Unter all den Trugbildern, die die Menschheit quälen und ängstigen, ist wohl keines weniger vereinbar mit dem Begriff eine gerechten Gottes und einer von Ihm regierten Welt als die Furcht vor dem Mangel an den Dingen, die zum Leben nötig sind. Und doch sehen wir um uns her zahllose Menschen, die danach ringen, ihr „Auskommen” zu finden. Gar manche von ihnen werden von dem Gedanken verfolgt, sie könnten vielleicht trotz ihrer Anstrengungen in Not geraten, ihre geliebten Kinder könnten Hunger leiden, ihre Kräfte könnten aus Mangel an Nahrung dahinschwinden, Vater und Mutter könnten im Greisenalter des Notwendigen entbehren, und dergleichen mehr. Ist es da zu verwundern, daß unsre Führerin sagt: „Der sterbliche Mensch hat ein Bündnis mit seinen Augen geschlossen, um die Gottheit mit menschlichen Begriffen zu verkleinern” (Wissenschaft und Gesundheit, S. 255)?

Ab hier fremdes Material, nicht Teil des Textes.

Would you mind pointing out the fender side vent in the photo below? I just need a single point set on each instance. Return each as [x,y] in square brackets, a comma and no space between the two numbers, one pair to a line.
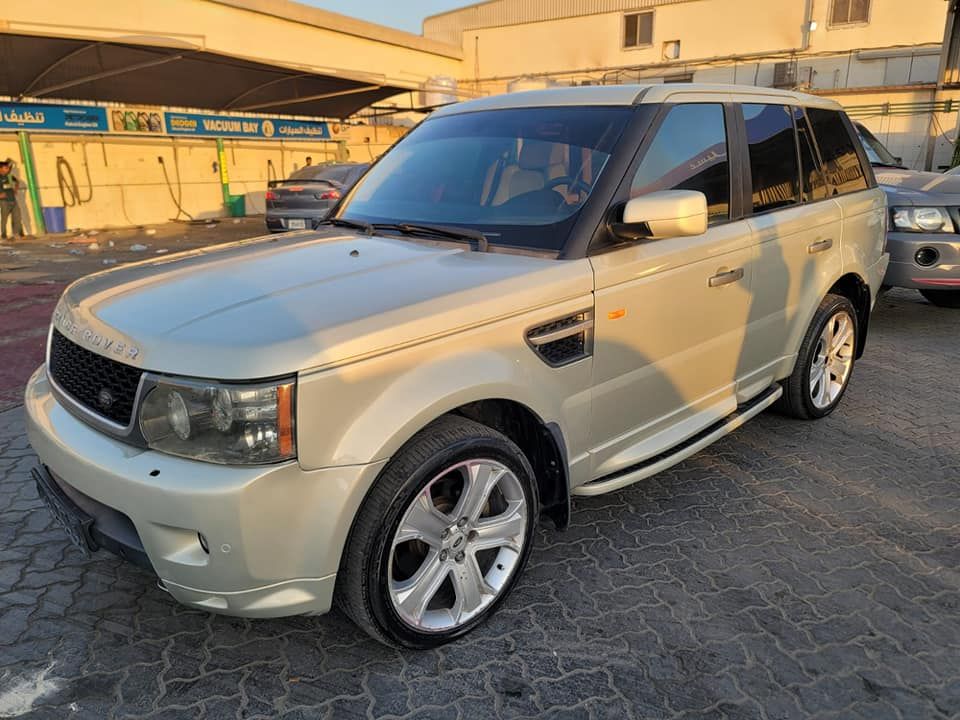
[563,341]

Von einem falschen, materiellen Begriff vom Leben geblendet, haben die Religionslehrer allzuhäufig den Glauben begünstigt, daß Gott Seinem „unerforschlichen Ratschluß” gemäß Seine Kinder Leiden erdulden lasse, damit dadurch für die Menschheit als Ganzes etwas Gutes bewirkt werde. Und wie vielleicht ein Gefangener noch in seiner dunkeln Zelle herumtastet, nachdem die Eisenriegel längst weggeschoben sind, so werden viele noch von diesem Glauben gefangen gehalten. Sie wissen nicht, daß das Verständnis der Christlichen Wissenschaft die Tür zum Himmelreich öffnet und von allen Fesseln befreit.
Materielles Denken war immer an Begrenzung gebunden. Vor mehr als hundert Jahren glaubte der berühmte englische Volkswirtschaftslehrer Malthus bewiesen zu haben, daß die materiellen Versorgungsmittel im Verhältnis zu den menschlichen Bedürfnissen in raschem Abnehmen begriffen seien, und daß daher in verhältnismäßig kurzer Zeit die Not allgemein werden und die Mittel zum Unterhalt schwer zu beschaffen sein würden. Malthus, der seine Berechnungen vorn materiellen Standpunkt aus anstellte, vermochte nicht vorauszusehen, daß die Vorsehung die Kenntnis neuer Wege zur Befriedigung der gesteigerten Bedürfnisse der Menschheit entfalten, oder daß die Anwendung dieser Kenntnisse das Verhältnis zwischen Angebot und Nachfrage zu gunsten des Angebots verschieben werde. Was würde Malthus wohl heute von seiner einst in weiten Kreisen anerkannten Lehre sagen, wenn er sehen könnte, wie der Weltmarkt mit Boden- und Fabrikerzeugnissen überladen ist? Er wußte nicht, daß das menschliche Denken, wenn es sich dem göttlichen Gemüt nähert, das Grenzland der unendlichen Hilfsquellen, die unbegrenzten und unbegrenzbaren Ideen dieses Gemüts berührt.